Hydrazine propellants pose a substantial operational concern to the U.S. Air Force and to the aerospace industry because of their toxicity. In our continuing efforts to develop methods for the prediction of the toxicological response to such materials, we have measured in vitro toxicity endpoints for a series of high-energy chemicals (HECs) that were recently proposed as propellants. The HECs considered are structurally diverse and can be classified into four chemical types (hydrazine-based, amino-based, triazoles, and a quaternary ammonium salt), although most are hydrazine derivatives.
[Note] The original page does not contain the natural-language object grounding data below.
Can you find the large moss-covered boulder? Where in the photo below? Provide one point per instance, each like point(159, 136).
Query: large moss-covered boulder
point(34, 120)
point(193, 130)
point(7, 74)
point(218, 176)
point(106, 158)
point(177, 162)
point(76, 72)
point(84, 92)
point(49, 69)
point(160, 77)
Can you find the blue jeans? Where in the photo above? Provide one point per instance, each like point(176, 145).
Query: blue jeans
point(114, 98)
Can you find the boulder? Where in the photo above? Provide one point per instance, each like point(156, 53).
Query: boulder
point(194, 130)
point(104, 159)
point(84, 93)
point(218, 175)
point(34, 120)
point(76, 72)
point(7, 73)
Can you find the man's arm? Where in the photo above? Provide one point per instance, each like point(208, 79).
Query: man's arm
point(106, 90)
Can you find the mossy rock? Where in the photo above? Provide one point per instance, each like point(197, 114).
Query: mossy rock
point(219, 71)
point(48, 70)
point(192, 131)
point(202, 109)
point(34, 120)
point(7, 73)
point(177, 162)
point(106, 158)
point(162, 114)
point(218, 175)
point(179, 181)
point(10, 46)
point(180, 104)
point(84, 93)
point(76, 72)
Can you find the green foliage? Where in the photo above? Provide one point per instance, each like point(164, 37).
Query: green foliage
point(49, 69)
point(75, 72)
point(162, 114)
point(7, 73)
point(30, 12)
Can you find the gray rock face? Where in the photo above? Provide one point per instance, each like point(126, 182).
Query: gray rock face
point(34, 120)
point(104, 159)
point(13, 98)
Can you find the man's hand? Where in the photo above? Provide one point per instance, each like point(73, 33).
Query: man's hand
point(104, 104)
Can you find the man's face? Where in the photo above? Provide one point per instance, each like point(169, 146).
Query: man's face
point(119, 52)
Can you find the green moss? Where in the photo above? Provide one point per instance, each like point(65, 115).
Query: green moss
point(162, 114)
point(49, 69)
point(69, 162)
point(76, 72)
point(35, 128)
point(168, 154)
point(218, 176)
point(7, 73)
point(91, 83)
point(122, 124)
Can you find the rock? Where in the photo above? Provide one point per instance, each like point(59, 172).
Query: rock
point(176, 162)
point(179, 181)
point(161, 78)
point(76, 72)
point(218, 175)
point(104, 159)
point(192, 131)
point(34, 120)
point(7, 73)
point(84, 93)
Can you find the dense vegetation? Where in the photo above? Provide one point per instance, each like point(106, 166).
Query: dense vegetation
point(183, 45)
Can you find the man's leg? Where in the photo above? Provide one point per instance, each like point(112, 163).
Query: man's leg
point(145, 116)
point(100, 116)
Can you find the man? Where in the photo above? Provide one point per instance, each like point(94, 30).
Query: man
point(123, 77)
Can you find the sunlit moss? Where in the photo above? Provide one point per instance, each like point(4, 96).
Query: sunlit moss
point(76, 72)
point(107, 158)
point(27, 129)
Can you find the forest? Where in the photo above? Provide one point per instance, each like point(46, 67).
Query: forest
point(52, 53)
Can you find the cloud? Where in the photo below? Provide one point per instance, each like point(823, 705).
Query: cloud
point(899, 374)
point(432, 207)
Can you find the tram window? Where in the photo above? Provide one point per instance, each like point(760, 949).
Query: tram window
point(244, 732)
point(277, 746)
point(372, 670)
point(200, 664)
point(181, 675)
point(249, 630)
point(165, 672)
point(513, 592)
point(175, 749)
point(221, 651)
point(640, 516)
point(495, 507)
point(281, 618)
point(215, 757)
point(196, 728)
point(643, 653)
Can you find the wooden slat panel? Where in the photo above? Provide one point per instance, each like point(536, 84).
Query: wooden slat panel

We measured the following endpoints in primary cultures of isolated rat hepatocytes: mitochondrial function (MTT), lactate dehydrogenase leakage (LDH), generation of reactive oxygen species (ROS), and total glutathione content (GSH). In several instances, effective concentrations (EC) were indeterminate, and only lower limits to the measured endpoints could be ascertained. Using molecular descriptors calculated with a semiempirical molecular orbital method, quantitative structure-activity relationships (QSARs) were derived for MTT (EC25) and for GSH (EC50). Correlation coefficients for 2- and 3-parameter QSARs of about 0.9 enable us to predict the toxicity for similar compounds. Furthermore, except in one case, predicted EC values for the uncertain endpoints were consistent with experiment. Descriptors comprising the QSARs for MTT were consistent with the biophysical mechanism of toxic response found experimentally for hydrazine derivatives. Application of our derived QSARs will assist in predicting toxicity for newly proposed propellants.